-- Use of the American College of Surgeons publication, Resources for Optimal Care of the Injured Patient: 1999, to evaluate the adequacy of hospitals' trauma care capabilities;
-- Policies guiding the development and use of Regional Trauma Advisory Councils for the purpose of developing, implementing and monitoring the trauma care system; and
-- Policies governing the establishment and operation of a statewide trauma registry; triage and transfer protocols among trauma care providers; and the promotion of improved trauma care provider performance.
Data collected from the state trauma registry on injury incidence, patient care and outcomes, specified in section HFS 118.09, will help identify problems and evaluate the performance of the existing trauma care system. Through this information, communities will be able to assess the nature of traumatic injuries in Wisconsin and establish appropriate injury prevention programs to reduce the occurrence of injuries, expedite patients' recovery and minimize the lasting effects of injuries.
Effect on Small Business
This chapter will primarily affect Wisconsin hospitals, rural medical centers and ambulance service providers. Based on fiscal year 2002 data, three hospitals had annual revenues under $5 million. There are currently 456 ambulance service providers in Wisconsin. The Department does not have annual revenue data for ambulance service providers. However, the Department presumes that most, if not all, ambulance service providers have annual revenues under $5 million.

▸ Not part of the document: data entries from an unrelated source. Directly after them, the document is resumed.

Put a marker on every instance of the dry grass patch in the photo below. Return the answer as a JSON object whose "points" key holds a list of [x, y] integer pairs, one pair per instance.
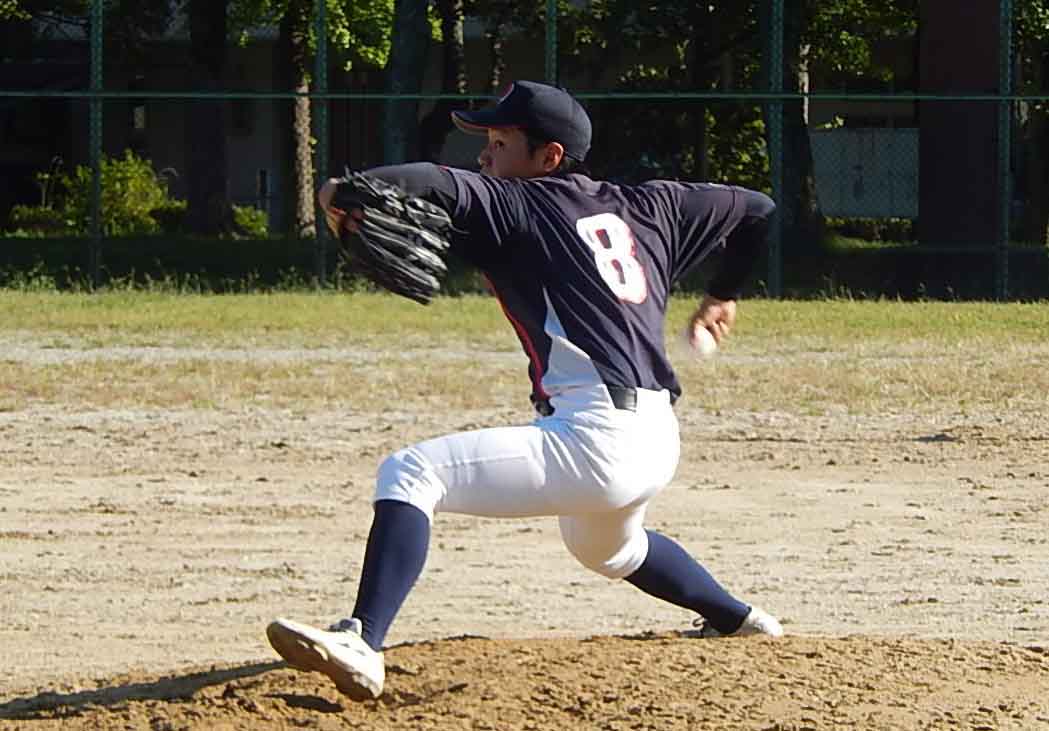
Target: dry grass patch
{"points": [[371, 352]]}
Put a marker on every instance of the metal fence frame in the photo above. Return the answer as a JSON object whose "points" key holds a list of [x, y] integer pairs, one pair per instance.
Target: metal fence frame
{"points": [[773, 98]]}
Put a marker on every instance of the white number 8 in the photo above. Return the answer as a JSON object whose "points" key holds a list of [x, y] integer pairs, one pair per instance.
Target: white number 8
{"points": [[612, 241]]}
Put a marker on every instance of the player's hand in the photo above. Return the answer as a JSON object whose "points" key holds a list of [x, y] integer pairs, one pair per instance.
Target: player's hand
{"points": [[338, 220], [713, 315]]}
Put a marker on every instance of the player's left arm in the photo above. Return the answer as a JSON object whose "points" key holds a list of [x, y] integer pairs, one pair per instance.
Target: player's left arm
{"points": [[744, 245], [424, 179]]}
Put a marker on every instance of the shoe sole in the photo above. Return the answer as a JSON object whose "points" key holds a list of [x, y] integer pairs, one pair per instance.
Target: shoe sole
{"points": [[302, 652]]}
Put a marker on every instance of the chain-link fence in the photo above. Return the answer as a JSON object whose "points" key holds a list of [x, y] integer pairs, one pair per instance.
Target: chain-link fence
{"points": [[169, 141]]}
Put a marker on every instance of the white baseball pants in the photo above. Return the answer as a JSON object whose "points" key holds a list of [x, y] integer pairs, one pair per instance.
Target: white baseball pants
{"points": [[594, 466]]}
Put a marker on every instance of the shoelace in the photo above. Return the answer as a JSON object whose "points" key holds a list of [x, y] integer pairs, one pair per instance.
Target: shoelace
{"points": [[346, 625]]}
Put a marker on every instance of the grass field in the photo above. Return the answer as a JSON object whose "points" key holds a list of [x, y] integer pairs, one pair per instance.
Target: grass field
{"points": [[177, 470], [811, 358]]}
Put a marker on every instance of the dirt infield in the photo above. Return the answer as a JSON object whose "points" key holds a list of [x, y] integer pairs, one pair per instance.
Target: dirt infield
{"points": [[145, 551]]}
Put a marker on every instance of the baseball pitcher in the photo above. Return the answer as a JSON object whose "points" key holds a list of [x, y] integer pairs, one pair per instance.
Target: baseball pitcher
{"points": [[583, 271]]}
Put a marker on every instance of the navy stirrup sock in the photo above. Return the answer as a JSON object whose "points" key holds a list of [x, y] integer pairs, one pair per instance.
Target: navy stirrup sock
{"points": [[393, 559], [670, 574]]}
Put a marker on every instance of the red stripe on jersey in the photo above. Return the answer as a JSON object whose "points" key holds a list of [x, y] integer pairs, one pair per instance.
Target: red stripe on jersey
{"points": [[529, 345]]}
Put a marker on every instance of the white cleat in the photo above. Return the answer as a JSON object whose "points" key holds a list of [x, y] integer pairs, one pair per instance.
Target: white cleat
{"points": [[757, 621], [339, 652]]}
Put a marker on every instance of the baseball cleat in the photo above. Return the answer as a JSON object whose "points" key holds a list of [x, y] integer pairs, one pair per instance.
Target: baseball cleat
{"points": [[339, 652], [756, 622]]}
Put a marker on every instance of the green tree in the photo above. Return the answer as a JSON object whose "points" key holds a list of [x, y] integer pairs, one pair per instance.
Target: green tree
{"points": [[359, 30]]}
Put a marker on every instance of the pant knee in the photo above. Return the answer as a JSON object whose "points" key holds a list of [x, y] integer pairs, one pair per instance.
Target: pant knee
{"points": [[408, 476], [612, 556]]}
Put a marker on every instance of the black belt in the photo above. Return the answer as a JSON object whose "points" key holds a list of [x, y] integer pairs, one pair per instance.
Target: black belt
{"points": [[622, 398]]}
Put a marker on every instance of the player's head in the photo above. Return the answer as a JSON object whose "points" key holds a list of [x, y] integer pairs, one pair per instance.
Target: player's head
{"points": [[534, 130]]}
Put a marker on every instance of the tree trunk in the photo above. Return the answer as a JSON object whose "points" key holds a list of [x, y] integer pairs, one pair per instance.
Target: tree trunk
{"points": [[295, 51], [495, 35], [958, 141], [799, 206], [700, 79], [209, 209], [405, 68], [1036, 137], [436, 125]]}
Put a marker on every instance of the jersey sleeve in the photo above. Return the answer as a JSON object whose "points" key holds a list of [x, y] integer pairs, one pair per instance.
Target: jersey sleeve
{"points": [[490, 212], [701, 216]]}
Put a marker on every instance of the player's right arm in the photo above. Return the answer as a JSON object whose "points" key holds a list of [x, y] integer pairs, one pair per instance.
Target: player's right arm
{"points": [[706, 217]]}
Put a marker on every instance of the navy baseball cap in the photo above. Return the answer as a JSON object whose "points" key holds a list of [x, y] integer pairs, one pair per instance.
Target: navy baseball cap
{"points": [[546, 111]]}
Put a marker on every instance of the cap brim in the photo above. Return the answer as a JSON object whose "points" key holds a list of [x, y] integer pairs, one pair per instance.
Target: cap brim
{"points": [[479, 122]]}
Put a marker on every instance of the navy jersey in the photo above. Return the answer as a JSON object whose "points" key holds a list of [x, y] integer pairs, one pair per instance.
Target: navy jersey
{"points": [[583, 269]]}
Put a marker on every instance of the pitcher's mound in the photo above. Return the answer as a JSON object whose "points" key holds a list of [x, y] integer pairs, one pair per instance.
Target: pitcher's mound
{"points": [[664, 682]]}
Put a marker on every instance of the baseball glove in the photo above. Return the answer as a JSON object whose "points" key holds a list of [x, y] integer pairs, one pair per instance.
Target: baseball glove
{"points": [[402, 240]]}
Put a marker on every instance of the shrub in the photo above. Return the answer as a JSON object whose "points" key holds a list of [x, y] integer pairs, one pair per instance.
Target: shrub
{"points": [[38, 221], [251, 221], [134, 202], [130, 191]]}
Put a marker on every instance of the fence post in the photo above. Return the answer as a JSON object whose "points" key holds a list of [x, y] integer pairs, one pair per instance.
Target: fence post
{"points": [[1004, 148], [321, 133], [94, 145], [775, 61], [552, 42]]}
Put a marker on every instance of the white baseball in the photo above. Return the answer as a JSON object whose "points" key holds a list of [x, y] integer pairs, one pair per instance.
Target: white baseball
{"points": [[705, 344]]}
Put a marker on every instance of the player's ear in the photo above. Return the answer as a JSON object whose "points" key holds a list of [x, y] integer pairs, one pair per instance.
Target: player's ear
{"points": [[552, 156]]}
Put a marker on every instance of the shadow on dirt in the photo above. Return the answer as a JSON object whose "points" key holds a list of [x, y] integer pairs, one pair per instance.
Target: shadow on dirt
{"points": [[171, 688]]}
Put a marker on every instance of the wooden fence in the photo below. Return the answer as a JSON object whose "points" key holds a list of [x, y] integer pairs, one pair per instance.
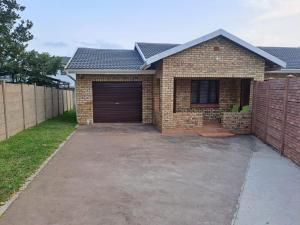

Under these proposed HFS 118 rules, the Department would require all ambulance service providers to affiliate and participate with a Regional Trauma Advisory Council (RTAC). The purpose of such affiliation is to participate in their region's trauma care system. The proposed rules require ambulance service providers to state their RTAC affiliation choice in the ambulance service provider's operational plan. Under chapter HFS 110, ambulance service providers already must submit operational plans to the Department. The Department collects operational plans to ensure the appropriate operation of ambulance services. There will be no additional cost to fulfill this obligation.
Fiscal Estimate
Section 146.56 of the statutes mandates a statewide trauma care system and requires the Department to promulgate rules to develop and implement the system. The statutes also require the Department to develop Regional Trauma Advisory Councils (RTACs). The rule requires hospitals to become affiliated with a Regional Trauma Advisory Council by December 31, 2004. There will be no fiscal effect as a result of this requirement.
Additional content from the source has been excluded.